Funded initially by seed money from Breeders’ Cup Ltd., The Jockey Club, and Keeneland Association, the TAA is composed of owners, trainers, breeders, racetracks, jockeys, aftercare professionals and other industry groups.
This week 13 prominent Kentucky breeding farms pledged to the TAA 25% of each of their stallions’ advertised stud fee from the 2013 breeding season.
“Everything we do in this industry begins and ends with the horse,” said Jimmy Bell, President of Darley America. “It’s time for the industry to make a tangible, long-term commitment to Thoroughbred aftercare, and I am proud of these 13 stallion farms in central Kentucky that have done just that.”
The California Retirement Management Account (CARMA), founded in 2007 to raise money for retired California racehorses, also confirmed that it is directing funds earmarked for California-based organizations and facilities that meet the TAA’s accreditation guidelines. In 2013, CARMA expects to grant in excess of $400,000.
The Stronach Group and its tracks, Santa Anita Park in Arcadia, California, and Gulfstream Park in Hallandale Beach, Florida, are earmarking funds for organizations in California and Florida that meet the TAA’s accreditation standards.
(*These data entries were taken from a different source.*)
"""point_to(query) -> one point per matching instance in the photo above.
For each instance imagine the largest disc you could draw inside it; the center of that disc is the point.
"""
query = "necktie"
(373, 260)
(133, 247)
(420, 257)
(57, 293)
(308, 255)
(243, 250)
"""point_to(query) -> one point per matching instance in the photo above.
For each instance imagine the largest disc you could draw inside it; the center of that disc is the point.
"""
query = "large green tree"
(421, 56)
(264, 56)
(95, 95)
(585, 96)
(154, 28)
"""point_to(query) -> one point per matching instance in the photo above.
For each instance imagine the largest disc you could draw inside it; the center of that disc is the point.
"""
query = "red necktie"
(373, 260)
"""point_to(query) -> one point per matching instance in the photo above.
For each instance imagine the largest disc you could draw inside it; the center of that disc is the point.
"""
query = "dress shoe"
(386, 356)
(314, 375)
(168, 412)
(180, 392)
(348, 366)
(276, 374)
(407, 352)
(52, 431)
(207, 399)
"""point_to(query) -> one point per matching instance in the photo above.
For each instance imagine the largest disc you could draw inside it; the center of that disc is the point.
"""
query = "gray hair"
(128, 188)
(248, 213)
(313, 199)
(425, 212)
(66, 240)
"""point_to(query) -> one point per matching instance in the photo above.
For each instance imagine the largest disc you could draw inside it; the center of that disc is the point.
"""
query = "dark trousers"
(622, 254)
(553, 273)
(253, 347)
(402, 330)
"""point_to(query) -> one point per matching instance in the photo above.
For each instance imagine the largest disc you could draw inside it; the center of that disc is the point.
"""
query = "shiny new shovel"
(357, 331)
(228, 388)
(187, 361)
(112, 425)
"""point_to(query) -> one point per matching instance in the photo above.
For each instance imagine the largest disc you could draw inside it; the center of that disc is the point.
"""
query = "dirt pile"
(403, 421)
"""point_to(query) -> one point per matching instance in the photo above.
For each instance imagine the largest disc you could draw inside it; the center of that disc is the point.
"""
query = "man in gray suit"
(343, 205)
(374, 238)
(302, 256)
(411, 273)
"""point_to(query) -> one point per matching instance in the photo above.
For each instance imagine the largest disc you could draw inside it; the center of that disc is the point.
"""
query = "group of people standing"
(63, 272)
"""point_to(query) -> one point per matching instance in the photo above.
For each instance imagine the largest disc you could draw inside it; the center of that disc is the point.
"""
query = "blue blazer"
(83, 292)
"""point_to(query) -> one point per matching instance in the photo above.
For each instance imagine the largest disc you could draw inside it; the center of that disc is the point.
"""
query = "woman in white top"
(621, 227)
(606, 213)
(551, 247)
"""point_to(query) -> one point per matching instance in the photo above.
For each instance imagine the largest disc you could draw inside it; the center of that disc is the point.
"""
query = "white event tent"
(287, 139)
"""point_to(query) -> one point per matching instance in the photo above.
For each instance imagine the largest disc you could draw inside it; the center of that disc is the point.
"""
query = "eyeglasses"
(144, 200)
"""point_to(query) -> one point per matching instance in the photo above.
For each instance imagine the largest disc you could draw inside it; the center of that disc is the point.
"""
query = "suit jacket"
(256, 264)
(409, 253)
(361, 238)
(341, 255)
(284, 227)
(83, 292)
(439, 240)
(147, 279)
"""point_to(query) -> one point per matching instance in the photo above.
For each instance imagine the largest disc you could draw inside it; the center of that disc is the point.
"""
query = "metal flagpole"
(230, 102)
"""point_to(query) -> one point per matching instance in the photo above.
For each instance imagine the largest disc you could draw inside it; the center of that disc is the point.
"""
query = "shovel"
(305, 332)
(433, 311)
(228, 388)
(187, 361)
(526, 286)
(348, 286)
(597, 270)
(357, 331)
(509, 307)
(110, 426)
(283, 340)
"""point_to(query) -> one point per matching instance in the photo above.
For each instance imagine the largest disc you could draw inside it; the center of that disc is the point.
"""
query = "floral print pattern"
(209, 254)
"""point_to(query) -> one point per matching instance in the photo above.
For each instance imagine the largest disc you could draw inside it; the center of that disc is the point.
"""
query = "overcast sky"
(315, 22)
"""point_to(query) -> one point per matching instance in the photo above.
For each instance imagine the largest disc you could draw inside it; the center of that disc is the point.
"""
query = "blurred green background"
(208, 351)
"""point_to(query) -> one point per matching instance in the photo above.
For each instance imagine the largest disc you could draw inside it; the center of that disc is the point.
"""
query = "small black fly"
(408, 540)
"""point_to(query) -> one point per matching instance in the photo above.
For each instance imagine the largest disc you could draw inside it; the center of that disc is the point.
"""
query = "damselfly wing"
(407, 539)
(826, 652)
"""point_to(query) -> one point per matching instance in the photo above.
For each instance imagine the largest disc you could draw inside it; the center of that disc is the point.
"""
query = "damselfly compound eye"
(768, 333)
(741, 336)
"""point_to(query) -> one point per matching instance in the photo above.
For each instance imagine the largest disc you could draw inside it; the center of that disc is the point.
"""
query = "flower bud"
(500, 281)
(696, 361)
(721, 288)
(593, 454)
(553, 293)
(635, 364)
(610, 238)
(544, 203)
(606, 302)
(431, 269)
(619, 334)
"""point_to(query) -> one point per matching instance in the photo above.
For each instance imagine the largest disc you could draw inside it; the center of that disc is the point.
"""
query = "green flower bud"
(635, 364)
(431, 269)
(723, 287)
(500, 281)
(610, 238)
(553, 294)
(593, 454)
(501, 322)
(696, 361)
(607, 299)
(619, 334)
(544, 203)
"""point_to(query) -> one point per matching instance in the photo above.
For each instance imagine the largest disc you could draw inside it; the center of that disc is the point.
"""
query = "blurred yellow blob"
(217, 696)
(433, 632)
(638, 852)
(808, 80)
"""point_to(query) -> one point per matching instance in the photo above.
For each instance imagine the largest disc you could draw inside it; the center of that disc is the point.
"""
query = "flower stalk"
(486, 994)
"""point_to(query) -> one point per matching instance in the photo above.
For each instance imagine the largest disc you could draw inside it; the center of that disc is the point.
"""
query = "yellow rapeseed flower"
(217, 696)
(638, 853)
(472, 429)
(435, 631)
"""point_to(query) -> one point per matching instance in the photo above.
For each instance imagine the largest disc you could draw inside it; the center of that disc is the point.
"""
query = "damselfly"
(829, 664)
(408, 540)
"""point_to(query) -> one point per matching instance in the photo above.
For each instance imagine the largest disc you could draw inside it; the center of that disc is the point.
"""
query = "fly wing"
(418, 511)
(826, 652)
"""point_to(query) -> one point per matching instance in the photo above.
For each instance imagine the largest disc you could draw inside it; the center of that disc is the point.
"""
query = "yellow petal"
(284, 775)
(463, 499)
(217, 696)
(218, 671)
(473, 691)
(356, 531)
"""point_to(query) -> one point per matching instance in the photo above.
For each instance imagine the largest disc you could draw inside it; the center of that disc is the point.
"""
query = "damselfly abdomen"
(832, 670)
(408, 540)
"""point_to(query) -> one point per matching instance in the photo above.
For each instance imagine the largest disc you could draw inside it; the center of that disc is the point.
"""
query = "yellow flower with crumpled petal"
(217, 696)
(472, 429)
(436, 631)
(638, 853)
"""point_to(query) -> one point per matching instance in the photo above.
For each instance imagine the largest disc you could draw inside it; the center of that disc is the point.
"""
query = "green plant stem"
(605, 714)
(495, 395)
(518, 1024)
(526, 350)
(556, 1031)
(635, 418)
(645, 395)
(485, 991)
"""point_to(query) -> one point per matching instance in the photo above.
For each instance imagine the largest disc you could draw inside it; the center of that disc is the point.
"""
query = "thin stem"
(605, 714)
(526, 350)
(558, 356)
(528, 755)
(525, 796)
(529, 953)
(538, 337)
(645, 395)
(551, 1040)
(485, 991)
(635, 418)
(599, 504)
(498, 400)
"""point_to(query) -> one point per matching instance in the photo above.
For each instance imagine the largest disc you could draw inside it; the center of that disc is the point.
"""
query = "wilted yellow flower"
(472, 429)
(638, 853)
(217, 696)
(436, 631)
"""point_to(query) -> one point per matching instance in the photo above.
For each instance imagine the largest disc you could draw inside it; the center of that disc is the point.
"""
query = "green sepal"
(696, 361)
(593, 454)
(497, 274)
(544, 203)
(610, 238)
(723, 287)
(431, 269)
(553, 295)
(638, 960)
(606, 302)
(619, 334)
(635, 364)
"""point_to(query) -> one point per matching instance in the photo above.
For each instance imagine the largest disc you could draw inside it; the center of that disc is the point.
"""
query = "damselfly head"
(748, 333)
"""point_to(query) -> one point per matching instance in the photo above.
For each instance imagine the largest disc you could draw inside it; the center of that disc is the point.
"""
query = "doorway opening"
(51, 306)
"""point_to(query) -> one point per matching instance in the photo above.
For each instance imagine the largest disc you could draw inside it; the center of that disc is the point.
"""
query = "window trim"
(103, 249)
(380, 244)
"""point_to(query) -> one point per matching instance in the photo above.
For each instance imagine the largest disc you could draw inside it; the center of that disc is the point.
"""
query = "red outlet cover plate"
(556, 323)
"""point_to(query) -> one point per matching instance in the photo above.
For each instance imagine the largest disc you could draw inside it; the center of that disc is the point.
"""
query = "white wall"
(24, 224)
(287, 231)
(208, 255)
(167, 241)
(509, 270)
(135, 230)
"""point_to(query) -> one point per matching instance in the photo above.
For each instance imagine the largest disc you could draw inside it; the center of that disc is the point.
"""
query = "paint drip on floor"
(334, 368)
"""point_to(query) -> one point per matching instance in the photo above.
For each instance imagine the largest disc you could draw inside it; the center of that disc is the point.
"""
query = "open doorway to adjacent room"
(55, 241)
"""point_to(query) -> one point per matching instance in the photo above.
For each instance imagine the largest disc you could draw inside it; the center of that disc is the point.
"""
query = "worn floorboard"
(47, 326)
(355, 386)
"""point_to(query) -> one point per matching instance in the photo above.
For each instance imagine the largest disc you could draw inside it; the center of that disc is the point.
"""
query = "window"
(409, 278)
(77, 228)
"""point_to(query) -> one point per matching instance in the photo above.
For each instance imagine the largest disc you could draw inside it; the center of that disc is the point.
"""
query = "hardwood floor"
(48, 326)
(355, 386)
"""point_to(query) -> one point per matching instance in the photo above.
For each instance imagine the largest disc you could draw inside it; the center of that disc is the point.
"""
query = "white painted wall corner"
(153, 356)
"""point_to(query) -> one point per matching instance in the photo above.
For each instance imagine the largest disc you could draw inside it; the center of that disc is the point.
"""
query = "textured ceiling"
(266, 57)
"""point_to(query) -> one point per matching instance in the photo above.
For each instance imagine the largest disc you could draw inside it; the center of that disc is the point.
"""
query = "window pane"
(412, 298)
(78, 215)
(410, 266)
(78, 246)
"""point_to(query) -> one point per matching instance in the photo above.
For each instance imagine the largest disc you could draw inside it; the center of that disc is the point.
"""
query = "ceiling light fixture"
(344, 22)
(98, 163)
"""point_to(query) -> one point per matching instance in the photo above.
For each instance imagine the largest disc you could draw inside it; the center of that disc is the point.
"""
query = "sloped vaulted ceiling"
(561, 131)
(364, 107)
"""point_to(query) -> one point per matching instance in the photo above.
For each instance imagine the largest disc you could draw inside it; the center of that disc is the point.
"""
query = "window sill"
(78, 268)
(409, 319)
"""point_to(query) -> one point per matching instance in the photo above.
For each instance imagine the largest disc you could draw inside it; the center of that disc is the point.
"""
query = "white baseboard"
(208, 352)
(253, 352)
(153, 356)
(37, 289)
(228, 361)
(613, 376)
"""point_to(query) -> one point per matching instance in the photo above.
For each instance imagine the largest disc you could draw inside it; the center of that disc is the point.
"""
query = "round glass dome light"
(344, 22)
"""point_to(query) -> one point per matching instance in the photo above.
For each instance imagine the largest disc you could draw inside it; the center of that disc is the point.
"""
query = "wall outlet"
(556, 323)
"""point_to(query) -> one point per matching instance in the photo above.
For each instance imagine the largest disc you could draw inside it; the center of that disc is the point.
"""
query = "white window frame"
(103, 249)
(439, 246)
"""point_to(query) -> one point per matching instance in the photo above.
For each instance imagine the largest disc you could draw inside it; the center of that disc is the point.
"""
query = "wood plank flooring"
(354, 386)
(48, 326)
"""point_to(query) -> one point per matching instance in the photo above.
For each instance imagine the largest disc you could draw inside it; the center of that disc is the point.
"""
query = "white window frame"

In 2013, it is expected that more than $200,000 will be granted.
And Keeneland, Fasig-Tipton, Barretts and, OBS, beginning with the 2013 sales calendar, will enable buyers and consignors to automatically contribute .05% of their respective purchases or gross sales directly to TAA. The sales companies will contribute an additional .05% from their gross sales receipts as well. For those who do not wish to participate in the program, there will be a voluntary opt-out provision.
“We feel that establishing an automatic mechanism by which to fund aftercare is both the right thing to do and the only way to do it right,” said Boyd Browning, President of Fasig-Tipton.
“Our customers on both sides of every purchase share a common love for Thoroughbreds, and this systematic approach makes it easy for all to do their part in a fair and equitable manner.”